El Peque, le llaman, se suma a la fiesta de los grillos en el Foro Itálico, donde en el sábado noche los insectos canturrean sin parar y él se suma con un grito vencedor que resuena en toda Roma: 6-2 y 7-5, en 2h 03m. Por primera vez, Diego Schwartzman rinde a Rafael Nadal y alcanza las semifinales del Masters 1000 italiano en una velada que concentró lo mejor del argentino y reveló que al mallorquín le queda por adquirir, lógicamente, una marcha extra después de casi siete meses sin probarse entre fuego real. Llegará, pues, a París con tres actuaciones y sin haber ganado ningún título en este curso tan atípico.

No hay, seguramente, un rival que le genere tanta zozobra a Nadal sobre tierra batida como Schwartzman. Siempre le enreda, le exige y le aprieta el argentino, tan pequeño como veloz, creativo y eléctrico. Tiene golpes, tiene piernas y también convicción, la única vía por la que se le puede hacer daño al rey de la arcilla. Es valiente El Peque, que como ya hiciera en los duelos previos pisó la arena sin complejo alguno y tuteó al de Manacor desde la primera a la última bola. Premio a la gallardía. Al buen tenis. A un extraordinario jugador.
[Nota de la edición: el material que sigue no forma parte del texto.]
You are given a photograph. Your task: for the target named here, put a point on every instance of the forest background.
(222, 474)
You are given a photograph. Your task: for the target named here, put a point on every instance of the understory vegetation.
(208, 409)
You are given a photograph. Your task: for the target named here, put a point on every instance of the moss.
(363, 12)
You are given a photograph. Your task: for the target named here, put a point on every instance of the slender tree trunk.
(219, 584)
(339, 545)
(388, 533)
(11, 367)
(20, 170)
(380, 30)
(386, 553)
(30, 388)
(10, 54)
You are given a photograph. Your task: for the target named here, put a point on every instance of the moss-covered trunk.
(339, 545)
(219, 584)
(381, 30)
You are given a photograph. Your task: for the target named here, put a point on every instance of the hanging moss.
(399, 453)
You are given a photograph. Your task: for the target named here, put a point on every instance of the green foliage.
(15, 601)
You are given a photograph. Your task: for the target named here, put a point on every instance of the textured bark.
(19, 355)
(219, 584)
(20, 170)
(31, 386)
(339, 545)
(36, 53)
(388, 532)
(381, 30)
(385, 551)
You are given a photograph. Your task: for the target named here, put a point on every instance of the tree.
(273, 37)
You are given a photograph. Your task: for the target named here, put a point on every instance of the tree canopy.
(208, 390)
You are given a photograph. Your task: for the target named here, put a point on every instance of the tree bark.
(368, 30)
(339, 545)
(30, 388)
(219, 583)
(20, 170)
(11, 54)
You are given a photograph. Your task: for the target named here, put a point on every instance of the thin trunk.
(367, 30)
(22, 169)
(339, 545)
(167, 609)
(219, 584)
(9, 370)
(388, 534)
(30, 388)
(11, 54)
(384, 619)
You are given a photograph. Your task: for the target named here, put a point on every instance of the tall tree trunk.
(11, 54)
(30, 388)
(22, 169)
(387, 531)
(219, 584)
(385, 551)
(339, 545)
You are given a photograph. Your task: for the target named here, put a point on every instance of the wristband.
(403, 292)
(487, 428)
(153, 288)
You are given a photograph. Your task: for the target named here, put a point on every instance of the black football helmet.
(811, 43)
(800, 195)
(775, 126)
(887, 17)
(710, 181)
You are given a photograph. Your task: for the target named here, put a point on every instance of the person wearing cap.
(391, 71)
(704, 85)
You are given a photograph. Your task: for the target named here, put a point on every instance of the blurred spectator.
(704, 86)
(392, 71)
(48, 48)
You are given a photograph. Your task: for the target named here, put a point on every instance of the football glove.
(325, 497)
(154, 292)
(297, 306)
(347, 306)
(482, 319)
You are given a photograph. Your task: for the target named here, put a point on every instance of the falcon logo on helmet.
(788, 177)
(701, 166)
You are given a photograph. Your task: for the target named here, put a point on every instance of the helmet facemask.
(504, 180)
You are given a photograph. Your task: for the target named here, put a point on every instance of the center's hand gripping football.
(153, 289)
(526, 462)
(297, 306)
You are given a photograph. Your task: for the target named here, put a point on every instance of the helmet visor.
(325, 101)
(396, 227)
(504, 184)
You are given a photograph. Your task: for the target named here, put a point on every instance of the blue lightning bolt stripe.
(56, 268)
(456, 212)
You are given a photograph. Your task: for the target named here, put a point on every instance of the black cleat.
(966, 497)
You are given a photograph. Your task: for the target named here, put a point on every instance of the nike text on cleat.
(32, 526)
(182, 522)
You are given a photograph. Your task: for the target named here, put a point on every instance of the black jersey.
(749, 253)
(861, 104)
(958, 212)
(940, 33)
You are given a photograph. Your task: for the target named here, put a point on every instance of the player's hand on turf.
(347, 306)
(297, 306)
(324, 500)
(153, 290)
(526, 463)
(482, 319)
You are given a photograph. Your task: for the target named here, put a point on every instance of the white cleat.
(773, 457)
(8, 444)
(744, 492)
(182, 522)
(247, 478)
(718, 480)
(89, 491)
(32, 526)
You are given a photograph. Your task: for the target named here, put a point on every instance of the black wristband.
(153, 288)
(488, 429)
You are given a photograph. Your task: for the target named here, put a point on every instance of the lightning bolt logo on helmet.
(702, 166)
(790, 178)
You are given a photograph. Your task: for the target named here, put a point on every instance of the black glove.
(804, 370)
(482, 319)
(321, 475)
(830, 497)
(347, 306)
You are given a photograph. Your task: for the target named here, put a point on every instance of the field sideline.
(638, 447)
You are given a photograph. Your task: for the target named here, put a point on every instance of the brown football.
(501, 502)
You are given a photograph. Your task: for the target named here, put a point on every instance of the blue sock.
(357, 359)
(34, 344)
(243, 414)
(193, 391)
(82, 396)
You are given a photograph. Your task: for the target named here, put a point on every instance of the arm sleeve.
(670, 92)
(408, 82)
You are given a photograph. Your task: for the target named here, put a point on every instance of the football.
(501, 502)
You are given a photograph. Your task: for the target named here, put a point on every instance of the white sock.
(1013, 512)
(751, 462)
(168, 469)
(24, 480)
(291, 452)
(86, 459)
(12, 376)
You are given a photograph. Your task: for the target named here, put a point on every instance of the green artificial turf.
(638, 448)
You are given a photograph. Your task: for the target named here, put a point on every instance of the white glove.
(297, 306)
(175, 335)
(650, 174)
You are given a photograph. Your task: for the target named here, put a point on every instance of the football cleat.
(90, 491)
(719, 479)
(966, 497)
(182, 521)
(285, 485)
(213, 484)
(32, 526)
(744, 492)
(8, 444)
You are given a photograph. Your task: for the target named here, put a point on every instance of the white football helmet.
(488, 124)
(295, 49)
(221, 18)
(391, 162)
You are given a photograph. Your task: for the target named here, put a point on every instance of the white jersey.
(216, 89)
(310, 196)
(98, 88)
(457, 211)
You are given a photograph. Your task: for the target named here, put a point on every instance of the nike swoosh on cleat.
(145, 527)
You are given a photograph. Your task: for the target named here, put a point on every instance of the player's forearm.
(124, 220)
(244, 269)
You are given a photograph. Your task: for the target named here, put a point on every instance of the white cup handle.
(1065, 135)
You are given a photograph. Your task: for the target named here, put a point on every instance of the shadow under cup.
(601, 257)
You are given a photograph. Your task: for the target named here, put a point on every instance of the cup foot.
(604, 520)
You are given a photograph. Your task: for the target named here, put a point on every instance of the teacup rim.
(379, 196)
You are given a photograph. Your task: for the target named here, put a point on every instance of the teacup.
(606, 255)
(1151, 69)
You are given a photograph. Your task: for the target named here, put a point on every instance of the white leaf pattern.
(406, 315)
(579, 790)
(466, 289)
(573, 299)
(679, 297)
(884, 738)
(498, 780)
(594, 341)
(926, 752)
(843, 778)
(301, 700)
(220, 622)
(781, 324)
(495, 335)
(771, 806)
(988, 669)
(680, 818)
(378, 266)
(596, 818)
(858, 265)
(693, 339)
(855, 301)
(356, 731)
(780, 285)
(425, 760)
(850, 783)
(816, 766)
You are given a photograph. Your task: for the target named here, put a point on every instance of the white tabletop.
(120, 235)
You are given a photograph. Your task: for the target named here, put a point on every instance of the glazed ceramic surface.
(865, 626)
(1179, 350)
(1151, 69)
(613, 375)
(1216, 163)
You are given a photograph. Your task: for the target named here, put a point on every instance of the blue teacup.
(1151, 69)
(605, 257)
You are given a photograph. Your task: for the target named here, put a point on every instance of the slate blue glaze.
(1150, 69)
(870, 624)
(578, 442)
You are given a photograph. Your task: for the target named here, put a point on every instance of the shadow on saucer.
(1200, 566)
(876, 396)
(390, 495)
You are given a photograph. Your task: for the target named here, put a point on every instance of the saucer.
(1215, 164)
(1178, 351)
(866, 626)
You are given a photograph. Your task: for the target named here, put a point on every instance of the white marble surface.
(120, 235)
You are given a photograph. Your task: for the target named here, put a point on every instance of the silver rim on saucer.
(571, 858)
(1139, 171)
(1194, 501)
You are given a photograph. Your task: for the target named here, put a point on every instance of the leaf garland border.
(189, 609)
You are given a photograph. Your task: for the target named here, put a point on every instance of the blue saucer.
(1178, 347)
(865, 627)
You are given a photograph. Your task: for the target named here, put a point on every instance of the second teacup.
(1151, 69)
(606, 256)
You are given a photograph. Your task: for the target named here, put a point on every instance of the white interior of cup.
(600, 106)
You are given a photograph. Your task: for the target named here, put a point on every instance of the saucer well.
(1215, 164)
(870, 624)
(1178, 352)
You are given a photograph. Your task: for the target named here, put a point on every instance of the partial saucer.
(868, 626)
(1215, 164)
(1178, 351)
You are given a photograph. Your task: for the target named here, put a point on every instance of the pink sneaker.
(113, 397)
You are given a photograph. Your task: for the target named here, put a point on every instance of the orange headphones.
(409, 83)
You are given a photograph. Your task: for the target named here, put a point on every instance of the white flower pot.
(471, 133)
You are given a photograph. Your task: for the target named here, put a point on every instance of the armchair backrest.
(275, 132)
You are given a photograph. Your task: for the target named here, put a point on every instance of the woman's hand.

Navegan Schwartzman y su juego cerebral en medio de un océano de gigantes que rompen la bola y abrevian el diálogo, pero desde hace tiempo se ganó el máximo respeto de Nadal, que se refiere siempre a él como uno de los mejores del mundo y admira la propuesta creativa del bonaerense. Pelotea Schwartzman, vaya si pelotea. A falta de envergadura —no alcanza el 1,70, pese a que así lo indica la ficha oficial de la ATP—, le sobran recursos y soluciones por doquier. Varía ritmos, intercala tiros y desborda con la dejada. Piensa, pega y define como cuando su admirado Riquelme sacaba el compás en La Bombonera. Pura orfebrería.

Empezó bien el partido para Nadal, pero no convirtió la opción de break en el cuarto juego y al siguiente contragolpeó Schwartzman con un punto más de claridad, para 3-2, en blanco. Destapaba sus cartas el argentino y conforme crecía su inspiración menguaba la del balear, incómodo en los intercambios y especialmente al servicio. Conforme bajaba su estadística con los primeros aumentaba la confianza del rival, soberbio con el revés paralelo y exquisito en la dejada.

A Nadal le faltaba chispa, frescura. No terminaba de golpear limpia la pelota, se le quedaba corta y facilitaba la aceleración de Schwartzman con la derecha y el revés, montado sobre la bola. Pocos tenistas tienen esa transición tan vertiginosa entre la carrera y el impacto, y le obligó a dar un paso atrás muy perjudicial. No lo veía claro el mallorquín, que sobre la marcha recurrió a todo tipo de alternativas, bombeando para guiar al adversario hacia posiciones incómodas o bien yéndose contra natura a la red, precipitado varias veces.

Ni lo uno ni lo otro funcionaba. El argentino le quebró por segunda vez el saque y si el duelo tuvo mayor recorrido en la prolongación es porque Nadal es Nadal, y pese a esos 30 errores no se rinde ni a tiros. Se alinearon los astros: él, de vuelta tras 200 días sin competir, no estuvo fino (43% de efectividad con primeros, y solo un 48% y un 44% en la defensa con primeros y segundos, respectivamente) y Schwartzman (31 ganadoresm y 17 fallos) rozó la perfección. Solo así existe una opción. No aflojó el 15º del mundo en el segundo parcial y a las primeras de cambio ya se procuró otras dos bolas de break que desbarató el balear, obligado a apagar otro fuego en el cuarto juego al abortar otro intento.

A partir de ahí, el cruce se enredó y se sucedieron las roturas, primero la de Schwartzman con la réplica de inmediato, repitiéndose otras dos en blanco para cada uno y sentenciando El Peque con un último arreón que validó después, templado y sin miedos. Por fin, era la noche. Al décimo intento, según recoge el histórico de antecedentes entre ambos, Schwartzman obtuvo la recompensa que tanto se le resistía. El día de mañana podrá presumir de haber ganado a Nadal sobre arcilla, en aquella noche romana amenizada por los grillos. Justo y merecido reconocimiento para un magnífico jugador.